News:

MASM32 SDK Description, downloads and other helpful links
MASM32.com New Forum Link
masmforum WebSite

Test Or Compare?

Started by Neil, May 04, 2009, 01:39:05 PM

Previous topic - Next topic

mitchi

Quote from: dedndave on May 04, 2009, 03:18:06 PM
for 0, i always used OR (or TEST) reg,reg
OR EAX,EAX - is this not faster than immediate ?
Neil is using 9, but inquiring minds want to know


On my Intel E8500 45nm 2x3.16ghz :

196   cycles for 400*test reg, reg  ----
129   cycles for 400*or reg, reg  ----
196   cycles for 400* cmp reg, 0

UtillMasm


jj2007

Quote from: dedndave on May 04, 2009, 03:18:06 PM
for 0, i always used OR (or TEST) reg,reg
OR EAX,EAX - is this not faster than immediate ?
Neil is using 9, but inquiring minds want to know


On a Celeron M, no - see my edit above. Interesting that test eax, eax is not the same as test ecx, ecx - sizewise:

A9 FFFFFFFF                  test eax, FFFFFFFF
F7C1 FFFFFFFF                test ecx, FFFFFFFF


Speedwise they are identical on my Celeron M (test reg, reg is slower...)

dedndave

oops JJ - lol

.
.
.

Interesting that test eax, eax is not the same as test ecx, ecx

then you tested TEST eax,immed and TEST ecx,immed - not TEST reg,reg

btw - reg,immed has special forms for many instructions if reg is eax
also special is XCHG eax,reg, as opposed to XCHG ecx,reg
the assemblers will code XCHG ECX,EAX as XCHG EAX,ECX to save a byte

Mark Jones

Dave, I was going to blindly say, "the TEST instruction is considerably faster than CMP on some modern hardware," but I decided to test this, and with good results: they appear identical on this hardware as far as I can tell. This is by no means a comprehensive or complete analysis, but take a peek at the attachment.

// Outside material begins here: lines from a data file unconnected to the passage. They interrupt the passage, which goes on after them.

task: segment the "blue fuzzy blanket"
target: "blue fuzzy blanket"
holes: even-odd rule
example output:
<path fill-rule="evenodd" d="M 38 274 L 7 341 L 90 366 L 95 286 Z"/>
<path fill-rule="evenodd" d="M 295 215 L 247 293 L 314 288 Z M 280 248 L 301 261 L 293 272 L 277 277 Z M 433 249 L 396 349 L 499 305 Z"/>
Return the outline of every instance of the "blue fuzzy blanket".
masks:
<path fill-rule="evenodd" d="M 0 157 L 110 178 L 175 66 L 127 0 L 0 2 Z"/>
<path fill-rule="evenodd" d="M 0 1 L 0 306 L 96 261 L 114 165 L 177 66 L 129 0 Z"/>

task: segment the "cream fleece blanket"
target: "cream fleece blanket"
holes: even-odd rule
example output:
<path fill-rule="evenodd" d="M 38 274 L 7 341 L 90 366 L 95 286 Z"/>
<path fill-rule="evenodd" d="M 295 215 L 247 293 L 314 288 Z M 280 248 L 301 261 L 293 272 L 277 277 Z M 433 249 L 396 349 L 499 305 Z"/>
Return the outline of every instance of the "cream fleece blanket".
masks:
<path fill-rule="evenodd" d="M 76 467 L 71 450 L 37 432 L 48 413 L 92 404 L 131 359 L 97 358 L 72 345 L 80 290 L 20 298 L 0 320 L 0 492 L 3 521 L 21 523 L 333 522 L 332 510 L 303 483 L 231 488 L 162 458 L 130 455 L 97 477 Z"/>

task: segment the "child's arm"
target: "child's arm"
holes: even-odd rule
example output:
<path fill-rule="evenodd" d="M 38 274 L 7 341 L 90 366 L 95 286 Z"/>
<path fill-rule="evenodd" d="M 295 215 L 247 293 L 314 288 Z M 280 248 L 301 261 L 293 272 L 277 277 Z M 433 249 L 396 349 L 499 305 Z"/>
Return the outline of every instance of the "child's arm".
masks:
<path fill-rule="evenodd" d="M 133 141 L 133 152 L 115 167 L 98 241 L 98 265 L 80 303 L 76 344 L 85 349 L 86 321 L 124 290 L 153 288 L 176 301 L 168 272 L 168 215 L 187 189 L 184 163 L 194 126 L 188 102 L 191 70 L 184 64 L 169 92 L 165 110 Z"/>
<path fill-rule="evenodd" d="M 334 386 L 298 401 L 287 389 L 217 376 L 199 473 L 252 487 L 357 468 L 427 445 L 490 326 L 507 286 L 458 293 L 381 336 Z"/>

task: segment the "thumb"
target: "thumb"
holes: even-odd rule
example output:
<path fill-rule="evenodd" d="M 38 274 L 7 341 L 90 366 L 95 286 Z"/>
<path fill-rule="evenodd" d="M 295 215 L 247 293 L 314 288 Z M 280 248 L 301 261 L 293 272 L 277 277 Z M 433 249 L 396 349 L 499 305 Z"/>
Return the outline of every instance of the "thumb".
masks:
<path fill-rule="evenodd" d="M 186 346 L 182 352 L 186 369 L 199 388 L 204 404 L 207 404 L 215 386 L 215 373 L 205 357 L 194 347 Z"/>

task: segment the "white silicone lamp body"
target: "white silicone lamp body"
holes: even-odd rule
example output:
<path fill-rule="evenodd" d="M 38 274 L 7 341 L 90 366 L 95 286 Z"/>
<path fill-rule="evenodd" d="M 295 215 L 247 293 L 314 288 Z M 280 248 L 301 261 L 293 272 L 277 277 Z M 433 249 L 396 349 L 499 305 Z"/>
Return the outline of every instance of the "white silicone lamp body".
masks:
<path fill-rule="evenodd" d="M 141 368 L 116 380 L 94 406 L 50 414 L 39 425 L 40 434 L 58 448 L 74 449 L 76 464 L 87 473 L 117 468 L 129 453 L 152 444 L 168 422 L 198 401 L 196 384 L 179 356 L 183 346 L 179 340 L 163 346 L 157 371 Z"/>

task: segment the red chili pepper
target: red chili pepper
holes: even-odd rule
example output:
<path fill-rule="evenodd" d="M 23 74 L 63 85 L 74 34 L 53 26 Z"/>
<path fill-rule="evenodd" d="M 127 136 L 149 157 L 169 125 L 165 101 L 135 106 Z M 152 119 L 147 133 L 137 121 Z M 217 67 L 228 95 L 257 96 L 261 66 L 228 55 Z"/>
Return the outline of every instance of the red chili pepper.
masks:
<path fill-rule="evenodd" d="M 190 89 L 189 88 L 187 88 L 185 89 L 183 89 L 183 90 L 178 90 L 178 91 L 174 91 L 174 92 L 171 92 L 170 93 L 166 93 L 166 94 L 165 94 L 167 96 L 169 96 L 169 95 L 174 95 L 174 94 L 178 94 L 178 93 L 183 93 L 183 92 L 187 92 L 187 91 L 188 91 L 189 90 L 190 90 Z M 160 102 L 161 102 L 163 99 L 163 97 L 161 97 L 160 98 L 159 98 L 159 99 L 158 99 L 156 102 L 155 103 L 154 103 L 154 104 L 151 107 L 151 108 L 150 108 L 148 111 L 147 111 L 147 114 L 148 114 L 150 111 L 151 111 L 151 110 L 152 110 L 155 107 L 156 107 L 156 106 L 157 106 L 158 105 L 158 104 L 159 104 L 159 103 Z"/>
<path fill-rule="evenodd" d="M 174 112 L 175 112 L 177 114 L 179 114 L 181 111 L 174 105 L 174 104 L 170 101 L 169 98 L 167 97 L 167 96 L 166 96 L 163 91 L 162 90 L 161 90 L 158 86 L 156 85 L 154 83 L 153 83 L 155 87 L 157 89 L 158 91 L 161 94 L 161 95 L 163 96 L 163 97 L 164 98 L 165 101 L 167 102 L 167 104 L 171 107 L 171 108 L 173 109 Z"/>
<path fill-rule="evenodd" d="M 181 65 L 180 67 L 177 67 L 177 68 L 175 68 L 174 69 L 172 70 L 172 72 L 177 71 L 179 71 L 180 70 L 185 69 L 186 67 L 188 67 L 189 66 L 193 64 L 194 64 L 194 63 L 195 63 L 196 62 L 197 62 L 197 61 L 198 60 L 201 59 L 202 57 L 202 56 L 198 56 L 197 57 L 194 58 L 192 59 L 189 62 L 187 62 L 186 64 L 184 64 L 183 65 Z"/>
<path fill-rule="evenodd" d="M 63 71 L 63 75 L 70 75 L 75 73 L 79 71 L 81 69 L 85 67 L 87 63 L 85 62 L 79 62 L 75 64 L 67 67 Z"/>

Quote from: AMD Athlon x64 4000+ dual-core, XP Pro SP3 x32
Reference null tests:
Null:               0 clocks.
10x NOP:            3 clocks.

Failure-mode CMP tests:
10x CMP REG,REG:    3 clocks.
10x CMP REG,IMMED:  4 clocks.
10x CMP MEM,REG:    4 clocks.
10x CMP MEM,IMMED:  6 clocks.

Success-mode CMP tests:
10x CMP REG,REG:    3 clocks.
10x CMP REG,IMMED:  4 clocks.
10x CMP MEM,REG:    4 clocks.
10x CMP MEM,IMMED:  6 clocks.

Failure-mode TEST tests:
10x TEST REG,REG:   3 clocks.
10x TEST REG,IMMED: 4 clocks.
10x TEST MEM,REG:   4 clocks.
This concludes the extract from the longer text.